July 29, 2016
How can HR prevent the halo vs horns effect from creating tension at work?
Heard of the halo horns effect trap? It’s a cognitive bias in which a person’s perception of another person, group of people, company, brand or product determines how they view everything about them – their actions, behaviours, characteristics and beliefs.
It’s pretty self explanatory what the two extremes stand for, but let’s run through them anyway, concentrating on the people aspect, rather than companies, brands or products. The halo effect means you are predisposed to think well of a person, to attribute good qualities to them and view their actions and characteristics in a positive light. The horns effect means quite the reverse – you have a negative impression of them and always assume the worst.
Typically, us humans make snap judgements about people very soon after we meet them. Even before we meet them sometimes. These judgements determine whether a person falls into the halo (angel) or horns (devil) category. As they say, first impressions count.
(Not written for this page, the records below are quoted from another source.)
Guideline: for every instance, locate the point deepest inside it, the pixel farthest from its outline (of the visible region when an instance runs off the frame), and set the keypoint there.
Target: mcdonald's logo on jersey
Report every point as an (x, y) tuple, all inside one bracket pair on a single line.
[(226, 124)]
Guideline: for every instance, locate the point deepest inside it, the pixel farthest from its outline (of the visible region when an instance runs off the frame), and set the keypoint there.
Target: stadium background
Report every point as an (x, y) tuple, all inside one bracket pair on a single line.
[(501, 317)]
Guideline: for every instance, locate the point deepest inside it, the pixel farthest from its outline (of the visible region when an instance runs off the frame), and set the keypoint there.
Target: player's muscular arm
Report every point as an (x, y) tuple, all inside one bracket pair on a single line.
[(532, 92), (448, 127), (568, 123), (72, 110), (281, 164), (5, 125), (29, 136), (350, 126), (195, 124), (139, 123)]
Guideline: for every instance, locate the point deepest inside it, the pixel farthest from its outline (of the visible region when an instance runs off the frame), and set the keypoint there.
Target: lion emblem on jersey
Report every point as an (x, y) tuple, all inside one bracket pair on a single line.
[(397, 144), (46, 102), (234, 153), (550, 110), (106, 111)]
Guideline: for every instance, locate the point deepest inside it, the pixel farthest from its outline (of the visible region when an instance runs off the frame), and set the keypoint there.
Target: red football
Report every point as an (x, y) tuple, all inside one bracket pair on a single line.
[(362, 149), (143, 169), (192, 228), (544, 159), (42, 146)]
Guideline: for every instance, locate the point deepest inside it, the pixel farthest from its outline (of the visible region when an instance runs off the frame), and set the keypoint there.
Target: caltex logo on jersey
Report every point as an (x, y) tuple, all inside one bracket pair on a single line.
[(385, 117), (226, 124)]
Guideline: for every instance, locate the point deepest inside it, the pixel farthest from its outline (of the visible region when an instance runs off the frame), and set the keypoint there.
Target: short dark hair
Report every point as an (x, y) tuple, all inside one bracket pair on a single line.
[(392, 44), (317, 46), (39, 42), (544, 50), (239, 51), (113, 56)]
However, this way of judging and pre-judging people can have profound implications in the workplace.
Think of recruitment. Say an interviewee turns up and they have a tattoo and the interviewer doesn’t like tattoos. That could tip them into the horns effect, without the interviewer even realising it’s happening. Or the interviewee trips up on an early question and that colours how the interviewer views the rest of the conversation, even if the interviewee actually acquitted themselves very well for the rest of the interview.
Pre-judging someone in a positive light is also a risky business as it can cloud judgement. If the interviewee gets off to a good start or they come highly recommended by someone else, it’s very easy for the interviewer to not be sufficiently exacting in their questioning or to make assumptions that turn out to be incorrect.
This halo horns problem isn’t only confined to the recruitment process however. It can affect how we view and treat colleagues, associates, employees, employers – every one in fact – on a daily basis. Cognitive biases mean that some employees can get away with being late on assignments or underperforming just because they have the halo effect around them. While others find that their work is constantly under scrutiny or they don’t get put forward for stretch assignments because the perception is that their work is never up to it.
What can HR do about this? How can it prevent the halo horns effect from creating prejudicial behaviour. With regards to recruitment, there is a lot that can be done to try to minimise the halo horns lens. Those conducting the interviews need to be aware of their own biases, for example, so that they can guard against snap judgements. HR needs to work with line managers, those in charge of junior employees right up to very senior level managers, to look at cognitive biases – where they come from, what they represent and how they can cloud judgement.
Having a structured interview process also helps, one that assesses candidate’s competencies. HR and those involved in the recruitment process must strive to remain as objective as possible.
It’s the same once a candidate is taken on. Give everyone the chance to shine, judge them on their performance and try not to let preconceived ideas determine their every step.